Improvements in bone age prediction led to a reduction in MAE from 2.11 to 0.24 and a decrease in RMSE from 0.21 to 0.02.

In this study, we implemented various bone age prediction models using identical parameters and evaluated the results by modifying the contrast of the test data. The Xception model demonstrated the most accurate bone age predictions. After adjusting the contrast, the PSNR and MSE metrics revealed that the FCE algorithm delivered the highest quality results. Furthermore, the quantitative assessments of SNR, COV, and CNR indicated that the HE algorithm produced the highest values. The prediction of bone age with contrast-adjusted images showed improved performance in 5 out of 15 cases compared to the original images. However, two of these five cases did not achieve statistical significance.

The primary cause of these outcomes was linked to the use of unprocessed images in the training dataset.
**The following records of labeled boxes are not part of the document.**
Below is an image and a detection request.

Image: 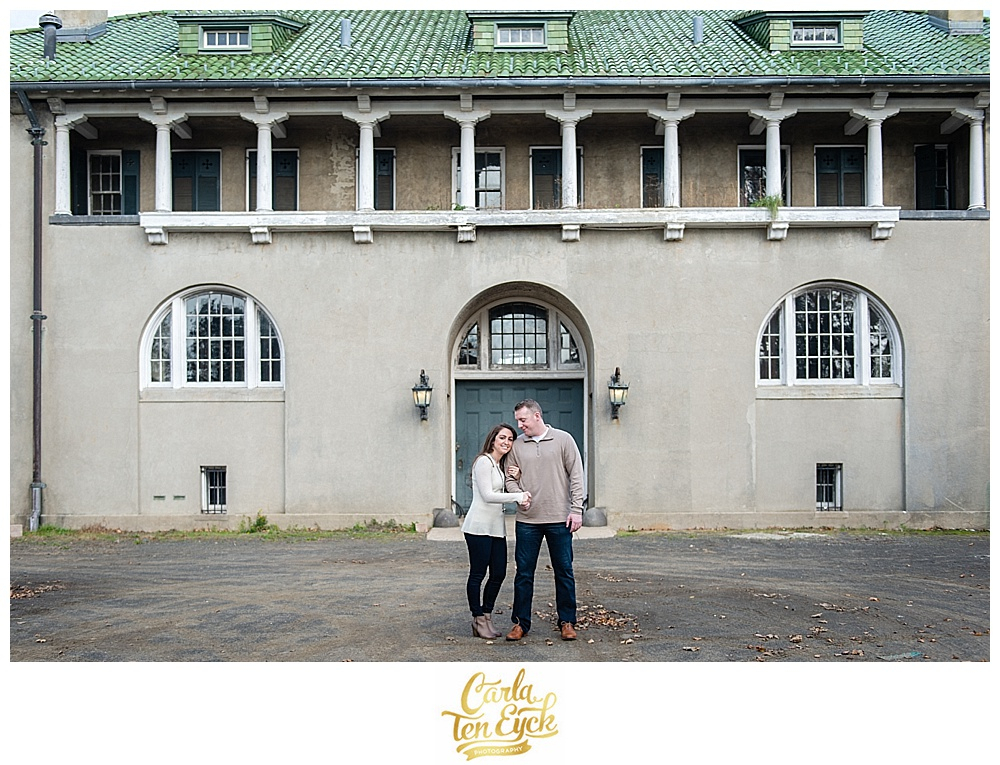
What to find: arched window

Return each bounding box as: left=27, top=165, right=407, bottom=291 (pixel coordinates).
left=142, top=287, right=284, bottom=388
left=757, top=284, right=902, bottom=385
left=456, top=301, right=583, bottom=372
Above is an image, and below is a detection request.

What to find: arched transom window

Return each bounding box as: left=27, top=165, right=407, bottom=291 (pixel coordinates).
left=456, top=301, right=583, bottom=371
left=142, top=287, right=284, bottom=388
left=757, top=284, right=902, bottom=385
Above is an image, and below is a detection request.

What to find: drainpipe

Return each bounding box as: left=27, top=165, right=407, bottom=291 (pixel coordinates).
left=17, top=90, right=46, bottom=531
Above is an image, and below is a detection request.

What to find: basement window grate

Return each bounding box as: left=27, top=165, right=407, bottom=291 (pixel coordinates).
left=201, top=466, right=227, bottom=515
left=816, top=463, right=844, bottom=511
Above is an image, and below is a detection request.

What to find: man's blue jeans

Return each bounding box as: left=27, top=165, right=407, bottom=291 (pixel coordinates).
left=510, top=521, right=576, bottom=633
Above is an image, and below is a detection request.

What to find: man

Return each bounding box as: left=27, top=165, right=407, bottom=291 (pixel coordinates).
left=506, top=399, right=583, bottom=640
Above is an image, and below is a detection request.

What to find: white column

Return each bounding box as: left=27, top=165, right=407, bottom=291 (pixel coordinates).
left=663, top=119, right=681, bottom=207
left=153, top=120, right=174, bottom=212
left=866, top=119, right=883, bottom=207
left=358, top=120, right=375, bottom=212
left=969, top=116, right=986, bottom=210
left=560, top=119, right=578, bottom=208
left=458, top=120, right=476, bottom=210
left=257, top=122, right=274, bottom=212
left=52, top=117, right=73, bottom=215
left=647, top=108, right=694, bottom=207
left=764, top=119, right=782, bottom=199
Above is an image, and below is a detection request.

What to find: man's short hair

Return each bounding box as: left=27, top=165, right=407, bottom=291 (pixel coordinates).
left=514, top=398, right=542, bottom=414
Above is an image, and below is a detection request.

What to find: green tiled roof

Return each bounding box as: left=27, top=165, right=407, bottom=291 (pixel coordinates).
left=10, top=10, right=990, bottom=84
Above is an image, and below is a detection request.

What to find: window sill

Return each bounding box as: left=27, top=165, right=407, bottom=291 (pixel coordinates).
left=139, top=207, right=900, bottom=244
left=757, top=385, right=903, bottom=400
left=139, top=386, right=285, bottom=404
left=899, top=209, right=990, bottom=220
left=49, top=215, right=139, bottom=226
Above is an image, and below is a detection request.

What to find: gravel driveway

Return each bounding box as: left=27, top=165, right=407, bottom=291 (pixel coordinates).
left=10, top=532, right=990, bottom=662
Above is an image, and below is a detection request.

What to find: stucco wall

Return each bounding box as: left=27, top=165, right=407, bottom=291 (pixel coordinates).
left=11, top=106, right=989, bottom=528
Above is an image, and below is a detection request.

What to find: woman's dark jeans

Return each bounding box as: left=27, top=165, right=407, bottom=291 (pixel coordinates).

The original images, obtained from various institutions, showed variations in how much of the left hand was captured, with some images featuring the left hand in non-horizontal positions. Although training the model with diverse datasets might enhance its applicability across different institutions, it could also negatively affect the model's performance. Future efforts will focus on acquiring preprocessed training data, which will involve adjusting the image contrast and ensuring that each image is horizontally aligned at the wrist bone through image registration. Additionally, in this study, the training and validation sets were separated in only one instance for individual model training. Future plans include the use of k-fold learning during model training to facilitate integrated learning and validation across the entire dataset.
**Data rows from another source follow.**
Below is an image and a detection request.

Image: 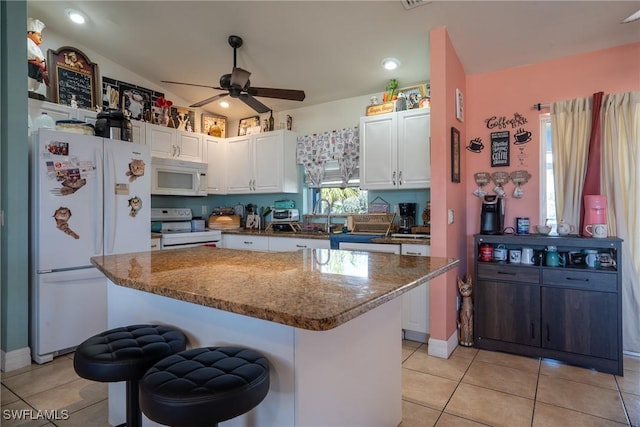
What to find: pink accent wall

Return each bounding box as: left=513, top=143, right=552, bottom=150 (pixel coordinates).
left=462, top=43, right=640, bottom=271
left=429, top=28, right=467, bottom=341
left=429, top=28, right=640, bottom=352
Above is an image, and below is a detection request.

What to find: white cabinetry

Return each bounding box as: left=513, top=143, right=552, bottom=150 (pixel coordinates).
left=202, top=135, right=228, bottom=194
left=401, top=244, right=430, bottom=343
left=145, top=123, right=202, bottom=162
left=360, top=108, right=431, bottom=190
left=340, top=242, right=400, bottom=255
left=227, top=130, right=298, bottom=194
left=269, top=237, right=330, bottom=252
left=222, top=234, right=269, bottom=251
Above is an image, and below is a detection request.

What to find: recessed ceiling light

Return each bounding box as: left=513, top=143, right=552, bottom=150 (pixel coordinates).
left=622, top=10, right=640, bottom=24
left=382, top=58, right=400, bottom=70
left=65, top=9, right=87, bottom=24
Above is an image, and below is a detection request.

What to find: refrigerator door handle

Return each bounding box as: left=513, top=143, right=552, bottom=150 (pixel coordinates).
left=104, top=150, right=117, bottom=254
left=93, top=148, right=104, bottom=255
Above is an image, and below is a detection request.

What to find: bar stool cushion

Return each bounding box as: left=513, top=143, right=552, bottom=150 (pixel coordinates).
left=140, top=347, right=269, bottom=426
left=73, top=325, right=187, bottom=382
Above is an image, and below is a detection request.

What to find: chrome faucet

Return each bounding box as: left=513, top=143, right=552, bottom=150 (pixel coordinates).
left=313, top=199, right=333, bottom=233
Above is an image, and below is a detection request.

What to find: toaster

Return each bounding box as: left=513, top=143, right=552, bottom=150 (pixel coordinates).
left=271, top=209, right=300, bottom=222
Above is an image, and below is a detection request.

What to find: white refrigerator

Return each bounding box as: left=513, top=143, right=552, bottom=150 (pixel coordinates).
left=30, top=129, right=151, bottom=363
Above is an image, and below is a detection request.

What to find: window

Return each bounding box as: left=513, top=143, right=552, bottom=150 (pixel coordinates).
left=540, top=114, right=558, bottom=225
left=308, top=160, right=368, bottom=214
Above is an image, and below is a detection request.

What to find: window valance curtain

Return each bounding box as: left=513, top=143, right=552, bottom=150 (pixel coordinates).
left=551, top=91, right=640, bottom=353
left=296, top=126, right=360, bottom=188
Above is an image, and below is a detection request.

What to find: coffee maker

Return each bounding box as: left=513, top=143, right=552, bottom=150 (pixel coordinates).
left=95, top=108, right=132, bottom=142
left=480, top=194, right=505, bottom=234
left=398, top=203, right=416, bottom=234
left=580, top=195, right=607, bottom=237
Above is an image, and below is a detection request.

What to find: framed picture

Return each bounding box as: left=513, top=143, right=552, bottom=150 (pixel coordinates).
left=491, top=130, right=509, bottom=168
left=451, top=127, right=460, bottom=182
left=200, top=113, right=227, bottom=138
left=398, top=83, right=427, bottom=110
left=47, top=46, right=101, bottom=110
left=456, top=89, right=464, bottom=122
left=169, top=107, right=196, bottom=132
left=238, top=116, right=260, bottom=136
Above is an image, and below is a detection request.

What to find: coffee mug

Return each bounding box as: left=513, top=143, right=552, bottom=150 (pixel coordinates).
left=515, top=130, right=531, bottom=142
left=584, top=251, right=600, bottom=268
left=522, top=248, right=536, bottom=265
left=584, top=224, right=608, bottom=239
left=493, top=245, right=507, bottom=261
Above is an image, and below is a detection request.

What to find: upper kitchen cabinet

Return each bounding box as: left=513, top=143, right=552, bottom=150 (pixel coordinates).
left=227, top=130, right=298, bottom=194
left=202, top=135, right=227, bottom=194
left=146, top=123, right=203, bottom=162
left=360, top=108, right=431, bottom=190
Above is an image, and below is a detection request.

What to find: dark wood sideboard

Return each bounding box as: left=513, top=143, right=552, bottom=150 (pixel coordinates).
left=473, top=234, right=622, bottom=375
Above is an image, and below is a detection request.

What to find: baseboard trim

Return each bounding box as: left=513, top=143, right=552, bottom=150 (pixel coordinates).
left=428, top=330, right=458, bottom=359
left=0, top=347, right=31, bottom=372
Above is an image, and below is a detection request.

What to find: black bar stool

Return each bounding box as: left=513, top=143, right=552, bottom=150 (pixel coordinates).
left=140, top=347, right=269, bottom=426
left=73, top=325, right=187, bottom=427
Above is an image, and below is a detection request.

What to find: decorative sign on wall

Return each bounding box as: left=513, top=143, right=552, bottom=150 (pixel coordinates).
left=47, top=46, right=100, bottom=110
left=101, top=77, right=164, bottom=124
left=467, top=137, right=484, bottom=153
left=491, top=131, right=509, bottom=167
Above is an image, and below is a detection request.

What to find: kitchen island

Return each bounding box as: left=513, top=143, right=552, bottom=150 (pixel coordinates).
left=92, top=247, right=459, bottom=427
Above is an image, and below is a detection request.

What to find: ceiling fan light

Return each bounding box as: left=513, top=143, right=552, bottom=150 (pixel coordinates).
left=622, top=10, right=640, bottom=24
left=66, top=9, right=87, bottom=24
left=382, top=58, right=400, bottom=70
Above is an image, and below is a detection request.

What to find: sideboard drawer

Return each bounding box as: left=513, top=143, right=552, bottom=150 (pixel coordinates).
left=542, top=268, right=618, bottom=292
left=478, top=263, right=540, bottom=284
Racial and ethnic disparities, along with variations in nutritional status and overall health, may affect bone age measurements. This suggests that applying bone age criteria directly to contemporary children and adolescents may not be appropriate [8]. Previous studies have developed deep learning-based bone age prediction models specifically optimized for Korean children and adolescents. These models use hand and wrist radiographs and have been evaluated for their validity compared to conventional methods [9].

This study demonstrated that the deep learning-based Korean model achieved superior bone age prediction accuracy compared to conventional methods, marking a significant advancement in precise growth assessment and clinical decision-making. The Korean bone age model reduces prediction biases and delivers more accurate age predictions across different age groups. Therefore, it is imperative to develop bone age prediction models that are customized for various racial groups.

This study does not have any limitations that warrant discussion.

Future research directions include preprocessing training data to ensure consistency in image quality and registration, implementing k-fold training to enhance model robustness, and fine-tuning models using datasets specific to Korean populations. These endeavors aim to enhance the overall accuracy and applicability of bone age prediction models in clinical practice, ultimately improving growth assessment and clinical decision-making for pediatric patients.